What a commercial EICR covers (and what it doesn’t)
A commercial EICR focuses on the fixed electrical installation, for example:
- intake position, switchgear, distribution boards
- protective devices (RCDs/RCBOs where present)
- earthing and bonding
- circuits (lighting, power, fixed equipment supplies)
- signs of overheating, damage, deterioration, poor terminations
- test results and observations coded by risk
It does not replace:
- PAT testing (portable appliances)
- gas safety
- fire risk assessment
- specialist equipment servicing schedules
What happens if the EICR is unsatisfactory?
If the report contains certain observation codes, the overall outcome may be unsatisfactory and remedial works are required.
Common codes include:
- C1 danger present – immediate action required
- C2 potentially dangerous – urgent remedial action required
- C3 improvement recommended
- FI further investigation required
Read the full meanings of EICR codes (C1/C2/C3/FI).
What documents you should keep (compliance pack)
If you want to pass audits and avoid insurance issues, keep a simple “electrical compliance pack”:
- latest EICR (full report + schedules)
- evidence of remedial works completed
- any Electrical Installation Certificates / Minor Works Certificates
- distribution schedules/single-line drawings (if available)
- maintenance records where applicable
- documented limitations and follow-ups (if any areas couldn’t be tested)
See an EICR report example.
How to prepare for a commercial EICR (to avoid limitations)
Most bad EICRs happen because testing access wasn’t planned.
Do this before the visit:
- confirm a shutdown window (where safe isolation/testing requires it)
- ensure DBs/switchgear are accessible (not blocked)
- arrange keys/access permits for locked areas, risers, plant rooms
- provide previous EICR and known issue history
- confirm who is authorising limitations (if unavoidable)
Read about operational limitations in an EICR.
Frequently Asked Questions
Is an EICR a legal requirement for commercial property?
Commercial premises must keep electrical systems safe and maintained to prevent danger. An EICR is the standard report used to evidence that duty and is commonly required by insurers, leases, audits, and managing agents.
Is fixed wire testing the same as an EICR?
Yes – in most contexts “fixed wire testing” refers to periodic inspection and testing resulting in an EICR for the fixed installation.
How Long Does an EICR Inspection Typically Take?
It varies.
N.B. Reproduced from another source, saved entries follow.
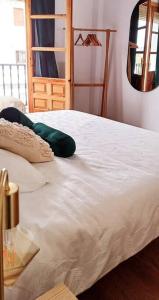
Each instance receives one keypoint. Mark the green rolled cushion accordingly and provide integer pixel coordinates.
(61, 144)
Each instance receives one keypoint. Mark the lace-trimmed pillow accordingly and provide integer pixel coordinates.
(23, 141)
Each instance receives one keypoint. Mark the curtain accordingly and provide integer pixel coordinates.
(43, 35)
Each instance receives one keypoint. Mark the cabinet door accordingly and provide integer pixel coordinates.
(48, 49)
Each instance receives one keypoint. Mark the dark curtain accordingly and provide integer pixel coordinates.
(133, 34)
(43, 35)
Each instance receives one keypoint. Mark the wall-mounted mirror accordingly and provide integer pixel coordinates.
(143, 46)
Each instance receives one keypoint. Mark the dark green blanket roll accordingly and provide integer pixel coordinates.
(61, 144)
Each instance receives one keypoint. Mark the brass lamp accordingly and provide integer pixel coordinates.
(9, 215)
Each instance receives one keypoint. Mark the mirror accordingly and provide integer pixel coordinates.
(143, 46)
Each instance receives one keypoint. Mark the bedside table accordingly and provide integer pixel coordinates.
(59, 292)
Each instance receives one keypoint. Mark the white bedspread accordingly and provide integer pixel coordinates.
(100, 207)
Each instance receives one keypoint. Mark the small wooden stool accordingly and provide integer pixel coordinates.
(60, 292)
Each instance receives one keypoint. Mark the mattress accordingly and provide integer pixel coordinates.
(100, 206)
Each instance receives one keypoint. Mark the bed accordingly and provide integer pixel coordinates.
(100, 206)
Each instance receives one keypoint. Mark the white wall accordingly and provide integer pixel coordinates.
(125, 103)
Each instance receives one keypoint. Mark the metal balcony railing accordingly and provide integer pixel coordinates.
(13, 81)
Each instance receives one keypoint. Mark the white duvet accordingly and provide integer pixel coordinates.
(100, 207)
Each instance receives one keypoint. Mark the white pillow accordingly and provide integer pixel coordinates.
(21, 172)
(23, 141)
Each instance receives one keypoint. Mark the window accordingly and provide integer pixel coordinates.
(18, 16)
(20, 57)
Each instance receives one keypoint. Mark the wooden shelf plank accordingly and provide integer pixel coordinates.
(46, 17)
(60, 292)
(48, 49)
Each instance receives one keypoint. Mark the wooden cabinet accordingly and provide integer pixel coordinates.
(48, 92)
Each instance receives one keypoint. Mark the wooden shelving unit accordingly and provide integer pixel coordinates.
(49, 93)
(104, 84)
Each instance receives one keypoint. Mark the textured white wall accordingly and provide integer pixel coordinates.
(125, 103)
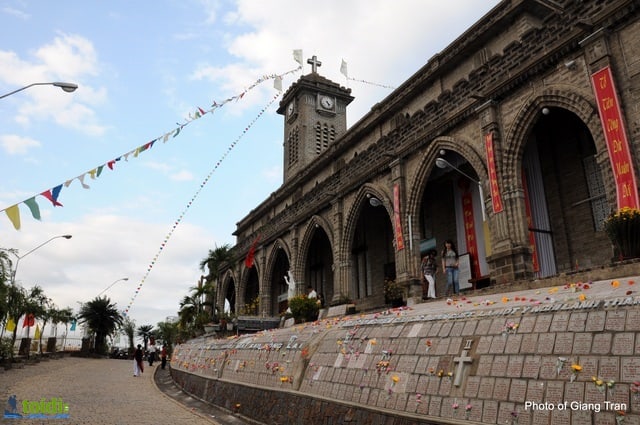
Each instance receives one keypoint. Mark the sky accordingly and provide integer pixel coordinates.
(145, 69)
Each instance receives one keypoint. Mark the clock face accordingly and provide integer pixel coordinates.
(326, 102)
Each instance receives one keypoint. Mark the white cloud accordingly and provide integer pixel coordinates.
(17, 145)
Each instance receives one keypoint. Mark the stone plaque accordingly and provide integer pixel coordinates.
(531, 367)
(501, 389)
(577, 322)
(499, 366)
(555, 392)
(514, 367)
(484, 344)
(490, 413)
(483, 327)
(582, 343)
(633, 320)
(518, 390)
(574, 391)
(564, 343)
(545, 343)
(541, 417)
(623, 344)
(469, 328)
(615, 320)
(473, 384)
(535, 391)
(513, 344)
(563, 417)
(595, 322)
(543, 323)
(529, 343)
(486, 384)
(559, 322)
(630, 369)
(498, 344)
(601, 344)
(484, 365)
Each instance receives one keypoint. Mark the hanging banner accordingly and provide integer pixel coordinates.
(396, 217)
(496, 199)
(469, 226)
(532, 236)
(616, 138)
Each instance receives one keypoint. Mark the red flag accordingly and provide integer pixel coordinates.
(29, 320)
(252, 253)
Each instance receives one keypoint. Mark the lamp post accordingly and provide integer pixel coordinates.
(67, 87)
(107, 288)
(20, 257)
(443, 163)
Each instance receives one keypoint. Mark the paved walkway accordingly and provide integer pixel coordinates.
(103, 392)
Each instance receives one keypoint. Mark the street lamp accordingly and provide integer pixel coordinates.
(443, 163)
(67, 87)
(107, 288)
(20, 257)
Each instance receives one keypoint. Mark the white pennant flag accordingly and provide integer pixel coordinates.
(343, 68)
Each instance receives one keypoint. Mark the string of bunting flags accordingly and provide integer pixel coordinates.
(53, 194)
(192, 200)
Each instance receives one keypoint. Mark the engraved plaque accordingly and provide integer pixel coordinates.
(518, 390)
(623, 344)
(595, 322)
(501, 389)
(559, 322)
(582, 343)
(531, 367)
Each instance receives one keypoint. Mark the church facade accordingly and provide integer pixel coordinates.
(515, 142)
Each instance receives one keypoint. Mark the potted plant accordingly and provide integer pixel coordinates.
(393, 292)
(623, 229)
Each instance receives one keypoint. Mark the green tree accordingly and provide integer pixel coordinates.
(102, 318)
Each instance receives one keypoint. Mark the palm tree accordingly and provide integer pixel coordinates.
(146, 332)
(102, 318)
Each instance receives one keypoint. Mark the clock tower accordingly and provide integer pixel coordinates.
(315, 116)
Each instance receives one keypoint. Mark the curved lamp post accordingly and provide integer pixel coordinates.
(108, 287)
(67, 87)
(20, 257)
(443, 163)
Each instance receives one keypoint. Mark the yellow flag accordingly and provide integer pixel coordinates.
(11, 325)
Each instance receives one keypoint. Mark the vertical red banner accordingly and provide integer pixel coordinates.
(616, 138)
(496, 199)
(397, 218)
(532, 236)
(470, 227)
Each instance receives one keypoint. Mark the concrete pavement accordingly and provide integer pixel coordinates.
(99, 392)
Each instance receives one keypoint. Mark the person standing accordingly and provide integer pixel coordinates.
(429, 270)
(138, 364)
(450, 266)
(163, 356)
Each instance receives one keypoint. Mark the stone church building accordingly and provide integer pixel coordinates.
(515, 142)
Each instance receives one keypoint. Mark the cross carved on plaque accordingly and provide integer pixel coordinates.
(315, 63)
(464, 358)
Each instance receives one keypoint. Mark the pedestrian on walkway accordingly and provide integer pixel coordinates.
(138, 364)
(163, 356)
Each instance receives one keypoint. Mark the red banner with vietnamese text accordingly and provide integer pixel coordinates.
(496, 199)
(616, 138)
(397, 218)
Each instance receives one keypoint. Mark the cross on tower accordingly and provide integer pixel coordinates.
(464, 358)
(315, 63)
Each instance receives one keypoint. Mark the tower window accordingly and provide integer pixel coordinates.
(325, 135)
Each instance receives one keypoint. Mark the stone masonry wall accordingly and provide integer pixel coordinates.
(559, 355)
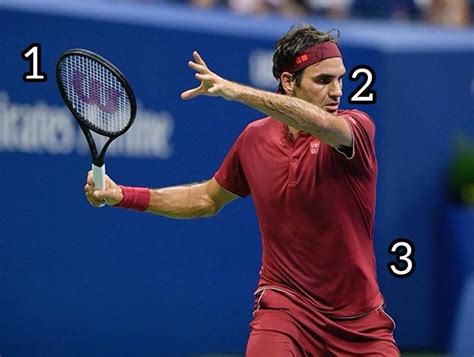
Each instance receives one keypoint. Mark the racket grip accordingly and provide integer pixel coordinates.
(98, 176)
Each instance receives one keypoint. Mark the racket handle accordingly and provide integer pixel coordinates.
(98, 176)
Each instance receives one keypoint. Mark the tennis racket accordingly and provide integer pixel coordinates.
(99, 97)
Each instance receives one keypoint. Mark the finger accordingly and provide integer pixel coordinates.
(213, 89)
(203, 77)
(90, 180)
(198, 67)
(99, 196)
(198, 58)
(191, 93)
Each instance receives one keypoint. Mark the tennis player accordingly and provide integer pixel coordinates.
(311, 169)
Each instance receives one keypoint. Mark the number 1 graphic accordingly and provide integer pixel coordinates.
(33, 54)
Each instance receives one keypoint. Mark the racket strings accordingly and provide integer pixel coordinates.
(96, 94)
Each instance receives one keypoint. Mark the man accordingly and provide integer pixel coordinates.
(311, 170)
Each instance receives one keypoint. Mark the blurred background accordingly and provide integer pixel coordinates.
(78, 281)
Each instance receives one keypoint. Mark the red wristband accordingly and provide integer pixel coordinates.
(137, 198)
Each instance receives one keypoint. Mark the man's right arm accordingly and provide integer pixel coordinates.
(186, 201)
(189, 201)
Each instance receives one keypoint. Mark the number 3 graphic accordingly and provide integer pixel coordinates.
(404, 250)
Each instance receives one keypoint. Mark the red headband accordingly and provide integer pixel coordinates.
(317, 53)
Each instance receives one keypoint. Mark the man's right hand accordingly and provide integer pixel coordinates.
(111, 195)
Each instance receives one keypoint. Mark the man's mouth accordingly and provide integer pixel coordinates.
(332, 107)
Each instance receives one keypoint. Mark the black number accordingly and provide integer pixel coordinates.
(33, 54)
(364, 93)
(404, 250)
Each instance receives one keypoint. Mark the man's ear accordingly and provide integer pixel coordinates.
(287, 82)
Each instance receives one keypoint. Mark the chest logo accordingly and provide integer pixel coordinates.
(314, 147)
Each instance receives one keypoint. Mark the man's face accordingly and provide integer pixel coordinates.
(321, 84)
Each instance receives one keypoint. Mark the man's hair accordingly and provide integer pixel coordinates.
(297, 39)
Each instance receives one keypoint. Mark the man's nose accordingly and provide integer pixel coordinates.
(336, 89)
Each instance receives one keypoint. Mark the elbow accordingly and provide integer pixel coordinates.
(211, 209)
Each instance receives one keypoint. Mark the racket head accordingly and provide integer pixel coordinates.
(96, 92)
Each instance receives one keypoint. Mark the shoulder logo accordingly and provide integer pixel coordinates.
(314, 147)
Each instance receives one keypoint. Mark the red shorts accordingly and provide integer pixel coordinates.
(284, 325)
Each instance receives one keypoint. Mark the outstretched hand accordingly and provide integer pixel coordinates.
(211, 83)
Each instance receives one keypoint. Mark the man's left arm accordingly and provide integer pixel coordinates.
(291, 111)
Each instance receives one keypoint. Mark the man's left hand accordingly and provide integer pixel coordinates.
(211, 83)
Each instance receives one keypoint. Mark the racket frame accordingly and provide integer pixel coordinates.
(97, 158)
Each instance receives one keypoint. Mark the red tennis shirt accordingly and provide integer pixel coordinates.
(315, 207)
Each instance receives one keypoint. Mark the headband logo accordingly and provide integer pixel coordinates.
(301, 59)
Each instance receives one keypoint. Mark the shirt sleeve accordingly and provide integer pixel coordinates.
(231, 175)
(362, 153)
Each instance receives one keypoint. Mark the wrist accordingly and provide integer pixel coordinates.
(232, 92)
(136, 198)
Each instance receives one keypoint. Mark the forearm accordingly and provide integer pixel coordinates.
(291, 111)
(188, 201)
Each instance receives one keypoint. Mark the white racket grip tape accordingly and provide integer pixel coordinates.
(98, 176)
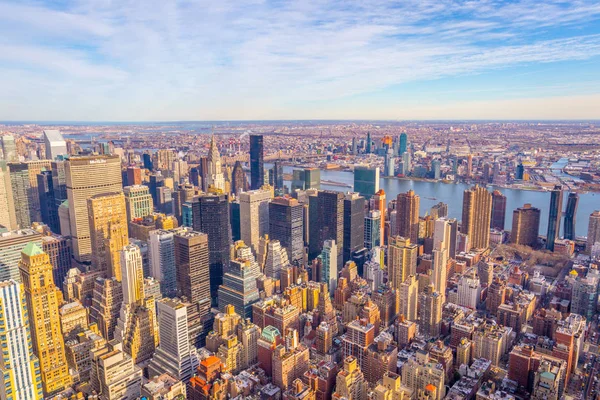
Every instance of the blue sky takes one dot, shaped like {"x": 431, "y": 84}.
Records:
{"x": 144, "y": 60}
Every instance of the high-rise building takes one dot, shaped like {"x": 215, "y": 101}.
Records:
{"x": 211, "y": 216}
{"x": 498, "y": 210}
{"x": 373, "y": 232}
{"x": 20, "y": 368}
{"x": 476, "y": 215}
{"x": 366, "y": 180}
{"x": 215, "y": 172}
{"x": 571, "y": 216}
{"x": 326, "y": 211}
{"x": 526, "y": 225}
{"x": 554, "y": 216}
{"x": 43, "y": 299}
{"x": 55, "y": 144}
{"x": 8, "y": 216}
{"x": 593, "y": 231}
{"x": 402, "y": 260}
{"x": 407, "y": 214}
{"x": 108, "y": 231}
{"x": 86, "y": 177}
{"x": 239, "y": 180}
{"x": 174, "y": 354}
{"x": 254, "y": 216}
{"x": 138, "y": 201}
{"x": 257, "y": 172}
{"x": 354, "y": 225}
{"x": 286, "y": 224}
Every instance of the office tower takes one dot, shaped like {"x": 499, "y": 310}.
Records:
{"x": 55, "y": 144}
{"x": 11, "y": 245}
{"x": 174, "y": 355}
{"x": 350, "y": 382}
{"x": 21, "y": 191}
{"x": 20, "y": 367}
{"x": 47, "y": 202}
{"x": 526, "y": 225}
{"x": 193, "y": 279}
{"x": 407, "y": 214}
{"x": 326, "y": 211}
{"x": 86, "y": 177}
{"x": 476, "y": 215}
{"x": 9, "y": 150}
{"x": 554, "y": 216}
{"x": 257, "y": 173}
{"x": 402, "y": 260}
{"x": 114, "y": 373}
{"x": 469, "y": 291}
{"x": 373, "y": 231}
{"x": 8, "y": 216}
{"x": 408, "y": 292}
{"x": 403, "y": 143}
{"x": 108, "y": 231}
{"x": 43, "y": 299}
{"x": 286, "y": 224}
{"x": 138, "y": 201}
{"x": 498, "y": 210}
{"x": 366, "y": 180}
{"x": 430, "y": 312}
{"x": 239, "y": 283}
{"x": 593, "y": 231}
{"x": 329, "y": 264}
{"x": 161, "y": 248}
{"x": 211, "y": 216}
{"x": 571, "y": 216}
{"x": 254, "y": 216}
{"x": 354, "y": 224}
{"x": 239, "y": 180}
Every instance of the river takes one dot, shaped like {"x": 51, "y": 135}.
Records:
{"x": 452, "y": 194}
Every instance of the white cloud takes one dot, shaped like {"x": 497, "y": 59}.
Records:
{"x": 261, "y": 59}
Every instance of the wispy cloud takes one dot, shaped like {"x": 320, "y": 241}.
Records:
{"x": 259, "y": 58}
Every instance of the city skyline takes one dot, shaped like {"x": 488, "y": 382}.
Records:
{"x": 275, "y": 61}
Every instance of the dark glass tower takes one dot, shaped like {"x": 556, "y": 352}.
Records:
{"x": 257, "y": 169}
{"x": 498, "y": 210}
{"x": 571, "y": 215}
{"x": 286, "y": 224}
{"x": 48, "y": 207}
{"x": 554, "y": 216}
{"x": 211, "y": 216}
{"x": 354, "y": 224}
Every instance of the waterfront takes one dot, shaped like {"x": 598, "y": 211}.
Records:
{"x": 432, "y": 193}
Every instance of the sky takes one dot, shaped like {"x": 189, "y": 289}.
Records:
{"x": 166, "y": 60}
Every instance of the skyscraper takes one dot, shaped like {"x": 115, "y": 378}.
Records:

Small offices/units may take a few hours, while larger sites with multiple distribution boards and circuits may require longer or multiple visits.
Who can carry out a commercial EICR?
A competent person with appropriate inspection/testing qualifications and experience for commercial installations.
Landlord or tenant – who is responsible?
It depends on the lease and who controls the installation. In practice, the party with control must ensure the system is safe and can evidence maintenance and inspection/testing.
How often should commercial premises test electrics?
There’s no single legal interval. The competent person should recommend the interval based on risk, environment, usage, maintenance quality, and previous results. Many premises use 3–5 years in practice, with higher-risk sites more frequent.
What happens if the EICR is unsatisfactory?
You’ll need remedials (and sometimes further investigation) before the installation can be considered safe. The report codes (C1/C2/C3/FI) show urgency.
How long does a commercial EICR take?
It depends on building size, number of circuits/distribution boards, access, and whether shutdown is possible. Some sites take a few hours; larger sites may require multiple visits.
Do we need to shut down the building?
Some tests require isolation. If shutdown isn’t possible, limitations must be agreed and recorded, and a return visit may be needed to complete testing.